Artinya alasan yang dikemukakan terkesan mengada-ada. Pemerintah sendiri kesannya tidak mampu berbuat apa-apa untuk menyelesaikan permasalahan tarif ini. Kesan itu terlihat dari janji-janji untuk menurunkan tiket yang selalu disampaikan oleh Menhub namun tidak mampu direalisasikan.
Tanggal 11 Januari 2019, Menhub Budi Karya Sumadi memanggil para petinggi maskapai penerbangan guna membahas harga tiket pesawat yang dirasa masyarakat terlalu tinggi. Ketika itu menhub pun menjanjikan akan menertibkan dan menyelesaikannya dalam waktu 1-2 hari.
Tanggal 15 Februari 2019, Menhub mengaku telah menghubungi pihak Garuda Indonesia untuk mengoreksi harga-harga tiket yang menurutnya masih mahal. Menhub berharap, dengan diturunkannya harga tiket dari maskapai Garuda Indonesia Group juga akan memengaruhi turunnya harga tiket maskapai lain.
29 Maret 2019, alih-alih menurunkan harga tiket pesawat, Kementerian Perhubungan (Kemenhub) malah mengeluarkan aturan baru tentang tarif batas tiket pesawat dalam Peraturan Menteri Perhubungan Nomor 20 Tahun 2019. Dalam aturan itu, pemerintah bakal mengatur tata cara dan formulasi perhitungan tarif batas bawah (TBB) dalam tiket pesawat sebesar 35 persen dari tarif batas atas (TBA) sebesar 100 persen.
Padahal awalnya menhub berencana membuat kebijakan baru mengenai sub class ekonomi agar harga tiket pesawat lebih terjangkau. Namun, Menhub justru menerbitkan beleid mengenai kenaikan tarif batas bawah dari semula 30 persen dari tarif batas atas, menjadi 35 persen dari tarif batas atas.

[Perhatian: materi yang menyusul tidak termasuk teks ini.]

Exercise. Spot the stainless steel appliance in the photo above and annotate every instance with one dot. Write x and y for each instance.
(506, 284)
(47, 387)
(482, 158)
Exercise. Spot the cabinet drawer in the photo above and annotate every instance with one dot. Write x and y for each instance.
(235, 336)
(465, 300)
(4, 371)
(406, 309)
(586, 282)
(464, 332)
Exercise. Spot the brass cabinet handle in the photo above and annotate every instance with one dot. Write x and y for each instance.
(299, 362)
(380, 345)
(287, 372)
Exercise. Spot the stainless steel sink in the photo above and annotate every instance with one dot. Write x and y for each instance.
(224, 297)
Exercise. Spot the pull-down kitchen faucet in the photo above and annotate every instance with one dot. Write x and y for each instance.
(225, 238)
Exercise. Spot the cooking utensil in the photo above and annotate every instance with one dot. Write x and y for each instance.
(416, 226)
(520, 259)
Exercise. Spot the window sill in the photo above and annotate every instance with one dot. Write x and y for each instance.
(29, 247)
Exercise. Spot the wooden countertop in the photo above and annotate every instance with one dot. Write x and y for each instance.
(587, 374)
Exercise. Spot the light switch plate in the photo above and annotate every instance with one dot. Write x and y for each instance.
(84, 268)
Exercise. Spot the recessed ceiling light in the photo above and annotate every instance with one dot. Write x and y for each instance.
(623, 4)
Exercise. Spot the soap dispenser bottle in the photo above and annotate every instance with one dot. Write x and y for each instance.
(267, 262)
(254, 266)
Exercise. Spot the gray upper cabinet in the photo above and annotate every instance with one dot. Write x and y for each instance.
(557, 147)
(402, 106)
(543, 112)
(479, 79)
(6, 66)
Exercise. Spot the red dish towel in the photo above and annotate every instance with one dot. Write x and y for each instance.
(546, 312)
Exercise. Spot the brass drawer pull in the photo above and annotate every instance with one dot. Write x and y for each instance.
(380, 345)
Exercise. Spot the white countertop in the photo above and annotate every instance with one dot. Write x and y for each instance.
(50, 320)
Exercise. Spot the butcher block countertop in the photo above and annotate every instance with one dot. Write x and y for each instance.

3 Mei 2019, Menteri Perhubungan (Menhub) Budi Karya Sumadi berjanji bisa menurunkan harga tiket pesawat sebelum arus mudik Lebaran tahun 2019. Sebelum menurunkan, Budi Karya mengaku akan berkonsultasi dengan Komisi Pengawas Persaingan Usaha (KPPU) dan Ombudsman terlebih dahulu, agar mengetahui jika aksi merevisi aturan tarif batas atas melanggar UU yang berlaku atau tidak. Lho, jadi selama beberapa bulan ini ngapain aja Pak?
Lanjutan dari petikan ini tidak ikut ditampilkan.